One particularly dark, mortality salient night after my divorce, I decided it was time for a new story. Before I saw my death written into my mother’s limbs, I’d felt protected by a god-force, a mother-force, by some-force that seemed to care about the quality of my days. I decided that night to slip into a pretense: I would pretend to be a child. I would need to split selves, though, to be a mother to this child self. One day, some time later, I realized I wasn’t scared of illness anymore. I suppose I’d heard enough of my own fears by that point to have reasoned myself out of them, split as I was between mother and child. Illness now looked like a byway to a shared destination, with its own sights and lessons—not to be desired, but not feared either.
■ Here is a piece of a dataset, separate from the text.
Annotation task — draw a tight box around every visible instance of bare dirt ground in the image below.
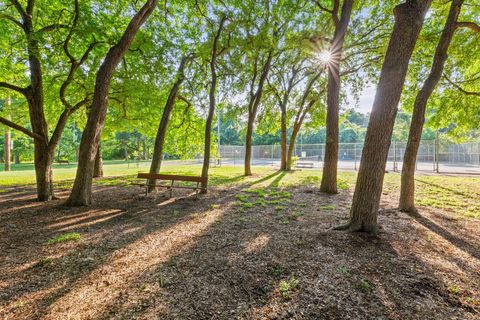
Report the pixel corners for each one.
[0,176,480,320]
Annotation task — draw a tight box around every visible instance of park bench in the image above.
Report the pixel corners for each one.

One morning, after a year or so of not bleeding, I had a period again. I was dog-sitting at the time, looking after a puppy, and felt affection for the pup, noticing how he grew cautious after a loud car scared him. I felt, I guess, like a mother. I didn’t know whether to be embarrassed or relieved at the symbolism when my period showed up during that stint. (No one presumably wants to be that person who feels like a mother to a dog.) Anyway, I kept going. One day I noticed I could type just fine, no tears. It didn’t seem to matter if anyone read what I wrote, so long as I did the best I could. I realized I didn’t mind if no one ever knew I’d lived. Life seemed worthwhile on its own, even without proof it happened.
Then, one night, I dreamed I had a daughter. She seemed happy, and so did I.